I decided to test both BWA and Bowtie2 with default settings, figuring that >95% of human genome stuff is going to involve data mapped by of these two tools.

bwa index hg.fasta
bwa mem -t 4 hg.fasta reads-subset.fastq | samtools view b -o test.bwa.bam

bowtie2-build hg.fasta hg.fasta.bt2
bowtie2 -p 4 -x hg.fasta.bt2 -U reads-subset.fastq | samtools view -b -o test.bt2.bam

Now let's extract all of the sequences corresponding to primary alignments—not marked as secondary (256 or 0x100) or supplementary (2048 or 0x800)—from each BAM file. If we sort the sequences, they should be identical right?

# 2048 + 256 = 2304
samtools -F 2304 test.bwa.bam \
    | cut -f 10 \
    | sort \
    > test.bwa.seq.txt
samtools -F 2304 test.bt2.bam \
    | cut -f 10 \
    | sort \
    > test.bt2.seq.txt
diff -q test.bwa.seq.txt test.bt2.seq.txt

Ruh, roh! It looks like they're not the same! What's going on? Both files contain exactly 1,000,000 lines, as expected.

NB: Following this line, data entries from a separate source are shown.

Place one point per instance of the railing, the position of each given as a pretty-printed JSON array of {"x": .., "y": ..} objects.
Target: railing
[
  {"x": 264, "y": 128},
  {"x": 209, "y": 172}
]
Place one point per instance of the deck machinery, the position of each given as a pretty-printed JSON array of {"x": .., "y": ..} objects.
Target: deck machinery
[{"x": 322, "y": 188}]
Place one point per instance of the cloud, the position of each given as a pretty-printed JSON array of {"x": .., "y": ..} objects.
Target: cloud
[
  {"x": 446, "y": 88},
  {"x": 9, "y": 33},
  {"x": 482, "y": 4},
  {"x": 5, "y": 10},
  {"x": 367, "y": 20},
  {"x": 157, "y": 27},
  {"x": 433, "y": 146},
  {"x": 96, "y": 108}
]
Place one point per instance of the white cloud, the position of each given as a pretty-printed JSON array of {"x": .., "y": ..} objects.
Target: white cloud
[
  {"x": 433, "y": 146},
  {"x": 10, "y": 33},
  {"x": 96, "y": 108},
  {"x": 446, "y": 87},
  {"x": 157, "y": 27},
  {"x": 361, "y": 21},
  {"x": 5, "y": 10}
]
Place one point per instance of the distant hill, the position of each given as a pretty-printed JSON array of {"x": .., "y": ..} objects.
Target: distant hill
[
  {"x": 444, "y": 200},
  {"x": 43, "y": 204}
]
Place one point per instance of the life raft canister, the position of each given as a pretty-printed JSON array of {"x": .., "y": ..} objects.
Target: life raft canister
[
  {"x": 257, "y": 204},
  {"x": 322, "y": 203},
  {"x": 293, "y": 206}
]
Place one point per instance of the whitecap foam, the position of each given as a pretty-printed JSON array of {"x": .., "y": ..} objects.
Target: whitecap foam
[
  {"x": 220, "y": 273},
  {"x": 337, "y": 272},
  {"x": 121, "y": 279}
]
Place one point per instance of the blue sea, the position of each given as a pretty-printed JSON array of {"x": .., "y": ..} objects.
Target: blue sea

wc -l test.bwa.seq.txt test.bt2.seq.txt

How many are shared between them?

comm -12 test.bwa.seq.txt test.bt2.seq.txt | wc -l

It looks like only about 84% are shared in this case. After a bit more investigation, I discovered that in some cases the mapper will report the reverse complement of the read sequence instead of the original read sequence. This of course is not at all problematic for BAM paring in general, but it complicated my rudimentary evaluation using the diff command. To this end, I wrote a simple C++ program that would print out each sequence it was given as well as its reverse complement.

#include <algorithm>
#include <iostream>
#include <string>

char comp(char c)
{
    return (c) == 'A' ? 'T' : (c) == 'T' ? 'A' : (c) == 'C' ? 'G' : (c) == 'G' ? 'C' : 'N';
}

int main()
{
    std::string seq, revcomp;
    while (getline(std::cin, seq)) {
        revcomp.resize(seq.length());
        std::transform(seq.rbegin(), seq.rend(), revcomp.begin(), comp);
        if (seq < revcomp) {
            std::cout << seq << '\t' << revcomp << '\n';
        } else {
            std::cout << revcomp << '\t' << seq << '\n';
        }
    }
    return 0;
}

We can now use this to confirm that the ≈16% of sequences that don't match between BWA and Bowtie are simply reverse complements of each other. If we compile this program and re-run the pipeline with it included, we should get identical output.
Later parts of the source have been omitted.